Book Review: The Science of Success

The holiday season has been a productive one for me this year in terms of barreling through some reading I wanted to do. The latest casualty of my war on unread books was The Science of Success: How Market-Based Management Built the World's Largest Private Company, by billionaire Charles Koch, CEO of Koch Industries.

I've read a number of management books at this point in my life and so I want to say up front that I typically find them to be boring, clich├ęd and overly-general to the point of being almost worthless. It's led me to wonder if good management isn't more of an art than a science. But, I figured it isn't often you have the chance to read management strategy from a guy who employs about 80,000 people and is a personal billionaire himself, so I decided to give The Science of Success a shot.

First, the bad: this is definitely a management book. It wasn't exactly thrilling to read, it's filled with quotes and cliches (aka "Other People's Wisdom") and it manages to be pretty general.

The book isn't a complete failure, however. While it wasn't thrilling, it wasn't pass-out-on-the-couch-head-tilted-back-90-degrees boring, either. The quotes that were picked were well chosen, relevant and at times inspirational. My favorite was the elder Fred Koch advising his son, the author, upon joining the family business, "I hope your first deal is a loser, otherwise you'll think you're a lot smarter than you are."

Consider me sufficiently humbled at this point, to the point that a bit of success would be a most welcome surprise!

As for the generality, Koch at least tried to provide specific examples of the principles being applied in his business here and there.

Overall, the book falls short of true value. Charles Koch is no idiot and I don't think that my lack of enthusiasm for his book says anything about his business acumen. I just think there's more to how he runs his company than what he provides in this short summary of Market-Based Management principles.

I give it a 3/5. Political without being polemical, built on a sound foundation of free market economic theory, it still has trouble overcoming the tendency toward painting with broad strokes on a small canvas. I got the most out of Chapter 7, Incentives.

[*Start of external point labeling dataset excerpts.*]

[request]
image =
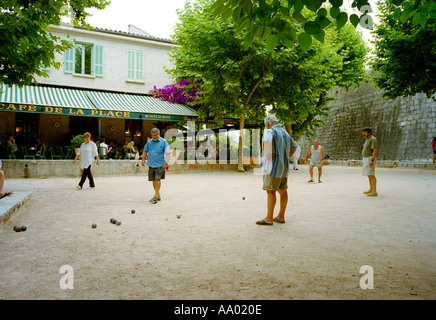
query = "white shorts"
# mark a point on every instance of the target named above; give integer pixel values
(367, 170)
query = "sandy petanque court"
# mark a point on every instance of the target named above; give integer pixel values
(215, 250)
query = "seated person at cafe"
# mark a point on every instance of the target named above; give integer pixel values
(112, 150)
(38, 145)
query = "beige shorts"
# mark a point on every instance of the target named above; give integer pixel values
(274, 184)
(367, 170)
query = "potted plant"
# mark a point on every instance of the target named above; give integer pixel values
(77, 141)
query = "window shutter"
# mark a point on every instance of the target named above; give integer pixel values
(139, 66)
(98, 60)
(130, 65)
(135, 66)
(69, 60)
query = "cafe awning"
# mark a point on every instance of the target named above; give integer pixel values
(92, 103)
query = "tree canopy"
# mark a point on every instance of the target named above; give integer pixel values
(269, 20)
(242, 80)
(27, 48)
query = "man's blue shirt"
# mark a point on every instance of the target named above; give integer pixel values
(283, 144)
(157, 150)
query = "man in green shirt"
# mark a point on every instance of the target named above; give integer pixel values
(369, 153)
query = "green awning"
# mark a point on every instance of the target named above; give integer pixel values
(78, 102)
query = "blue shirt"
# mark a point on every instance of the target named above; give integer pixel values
(283, 143)
(157, 150)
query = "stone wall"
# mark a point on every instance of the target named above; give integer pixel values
(404, 127)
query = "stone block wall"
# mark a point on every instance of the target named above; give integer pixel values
(404, 127)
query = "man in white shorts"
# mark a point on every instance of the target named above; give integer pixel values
(369, 153)
(317, 155)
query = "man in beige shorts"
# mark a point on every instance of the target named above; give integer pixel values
(278, 147)
(369, 153)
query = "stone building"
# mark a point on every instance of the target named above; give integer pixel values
(404, 126)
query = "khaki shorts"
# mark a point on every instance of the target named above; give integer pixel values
(367, 170)
(156, 174)
(274, 184)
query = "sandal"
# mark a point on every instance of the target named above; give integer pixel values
(276, 219)
(154, 199)
(264, 223)
(5, 194)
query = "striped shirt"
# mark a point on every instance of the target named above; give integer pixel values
(283, 143)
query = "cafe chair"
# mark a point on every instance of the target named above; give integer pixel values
(25, 154)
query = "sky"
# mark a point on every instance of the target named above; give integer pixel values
(156, 17)
(159, 17)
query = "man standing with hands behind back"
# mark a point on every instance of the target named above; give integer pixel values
(369, 153)
(157, 152)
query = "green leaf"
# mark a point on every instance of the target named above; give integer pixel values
(404, 17)
(336, 3)
(366, 21)
(354, 19)
(341, 20)
(416, 19)
(217, 7)
(305, 41)
(299, 17)
(334, 12)
(322, 12)
(312, 27)
(246, 5)
(320, 36)
(298, 6)
(397, 13)
(323, 21)
(226, 14)
(288, 43)
(271, 42)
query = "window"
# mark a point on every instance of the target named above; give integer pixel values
(135, 66)
(84, 59)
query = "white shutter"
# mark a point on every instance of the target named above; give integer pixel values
(135, 66)
(69, 60)
(98, 60)
(130, 65)
(139, 66)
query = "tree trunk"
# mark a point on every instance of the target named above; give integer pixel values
(241, 147)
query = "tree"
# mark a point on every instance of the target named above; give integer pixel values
(268, 20)
(240, 80)
(338, 62)
(405, 61)
(27, 48)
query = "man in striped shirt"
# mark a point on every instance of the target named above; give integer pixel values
(278, 147)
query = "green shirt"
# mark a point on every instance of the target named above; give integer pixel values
(370, 144)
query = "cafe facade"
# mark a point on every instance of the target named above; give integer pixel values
(103, 87)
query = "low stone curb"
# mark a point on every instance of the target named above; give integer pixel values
(10, 204)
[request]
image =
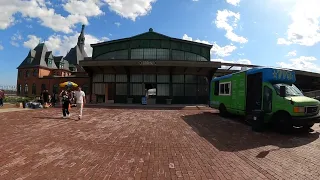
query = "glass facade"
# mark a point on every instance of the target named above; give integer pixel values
(181, 88)
(151, 54)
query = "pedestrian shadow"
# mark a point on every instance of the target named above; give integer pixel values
(232, 134)
(46, 117)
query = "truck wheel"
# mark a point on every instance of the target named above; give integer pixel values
(284, 124)
(223, 110)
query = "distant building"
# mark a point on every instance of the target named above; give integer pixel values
(42, 70)
(165, 69)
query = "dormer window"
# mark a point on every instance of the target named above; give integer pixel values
(35, 72)
(27, 73)
(50, 62)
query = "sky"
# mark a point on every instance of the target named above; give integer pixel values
(277, 33)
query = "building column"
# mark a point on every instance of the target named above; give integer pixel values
(90, 85)
(128, 81)
(170, 85)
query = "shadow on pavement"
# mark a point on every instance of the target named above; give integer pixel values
(231, 135)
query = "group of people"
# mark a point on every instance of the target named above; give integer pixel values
(1, 97)
(66, 99)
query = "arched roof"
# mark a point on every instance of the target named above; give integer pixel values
(154, 40)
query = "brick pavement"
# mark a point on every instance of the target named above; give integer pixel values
(149, 144)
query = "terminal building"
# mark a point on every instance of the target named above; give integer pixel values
(165, 69)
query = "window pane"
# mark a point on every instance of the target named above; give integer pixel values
(190, 90)
(137, 54)
(177, 55)
(149, 78)
(97, 78)
(227, 88)
(137, 89)
(221, 88)
(163, 90)
(203, 90)
(202, 80)
(121, 89)
(121, 78)
(109, 77)
(150, 54)
(178, 89)
(191, 56)
(163, 78)
(163, 54)
(178, 78)
(191, 79)
(136, 78)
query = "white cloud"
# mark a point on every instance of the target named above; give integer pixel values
(130, 9)
(222, 23)
(32, 42)
(216, 49)
(305, 63)
(292, 53)
(304, 29)
(38, 9)
(84, 7)
(233, 2)
(239, 61)
(60, 45)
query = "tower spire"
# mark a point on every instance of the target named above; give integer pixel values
(81, 39)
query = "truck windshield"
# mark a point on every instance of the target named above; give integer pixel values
(291, 90)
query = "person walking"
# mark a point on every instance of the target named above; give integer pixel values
(1, 97)
(65, 104)
(80, 100)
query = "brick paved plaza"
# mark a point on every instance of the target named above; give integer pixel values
(149, 144)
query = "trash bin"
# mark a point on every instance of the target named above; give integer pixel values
(258, 120)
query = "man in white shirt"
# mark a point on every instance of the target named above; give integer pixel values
(80, 100)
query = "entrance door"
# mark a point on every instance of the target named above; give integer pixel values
(109, 94)
(254, 92)
(151, 92)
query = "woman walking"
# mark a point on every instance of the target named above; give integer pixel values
(65, 104)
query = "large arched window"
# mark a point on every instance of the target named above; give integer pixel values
(35, 72)
(19, 89)
(27, 73)
(34, 89)
(26, 89)
(85, 88)
(55, 88)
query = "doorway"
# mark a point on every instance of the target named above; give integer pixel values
(109, 94)
(151, 92)
(254, 92)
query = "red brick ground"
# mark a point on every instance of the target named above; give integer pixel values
(149, 144)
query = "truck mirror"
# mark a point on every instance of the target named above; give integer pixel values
(282, 91)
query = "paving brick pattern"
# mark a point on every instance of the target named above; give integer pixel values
(149, 144)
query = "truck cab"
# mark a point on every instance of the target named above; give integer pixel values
(267, 90)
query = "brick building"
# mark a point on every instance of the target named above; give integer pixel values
(42, 70)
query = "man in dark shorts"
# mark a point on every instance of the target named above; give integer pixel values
(65, 104)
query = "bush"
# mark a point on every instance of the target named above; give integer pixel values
(16, 99)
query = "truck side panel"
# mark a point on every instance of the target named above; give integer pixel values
(238, 95)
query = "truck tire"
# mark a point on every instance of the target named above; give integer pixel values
(223, 110)
(283, 122)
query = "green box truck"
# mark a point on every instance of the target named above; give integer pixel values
(270, 91)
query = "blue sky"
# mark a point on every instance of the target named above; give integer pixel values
(283, 33)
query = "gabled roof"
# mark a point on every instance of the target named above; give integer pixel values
(151, 35)
(36, 57)
(75, 55)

Somewhere better to go for management principles?
You may be wondering where, if not in the management principles book of a billionaire, one might find the most instructive lessons on sound management?

Believe it or not, I suggest history books. They hold the totality of human experience and at some point you will encounter nearly every management virtue and folly ever made, for human nature is both timeless and unchanging.

Consider the multiplicity of lessons taught by just one brief, paraphrased example from a chapter on the Egyptian pharoahs in Will Durant's Our Oriental Heritage--Ikhnaton, a pharaoh of the 18th Dynasty of Egypt, decided to change the religious culture of Egypt from a polytheistic tradition to a monotheistic one, built a brand new capital city and attempted to remove references to past gods and traditions from official records.

In so doing, he offended nearly the entire class of the wealthy, powerful and influential Egyptian priesthood who had built their public reputation on the polytheistic tradition. Additionally, he offended many common Egyptians who loved and revered his father, the previous pharaoh, and the old traditions he had strengthened, when Ikhnaton attempted to wipe his father and his father's influence from monuments and records. Finally, he ruined many businesses and merchants when he shifted the center of commercial activity to his new capital city.

Suffice it to say, Ikhnaton proved unpopular over time and when he died, the priesthood made a concerted and successful effort to return the country to the old ways, in turn erasing Ikhnaton and his achievements from monuments, records and the collective memory.

Can you see some lessons here in managing people, reforming and implementing change in large social organizations and dealing with the incentives of entrenched, entitled special interest groups?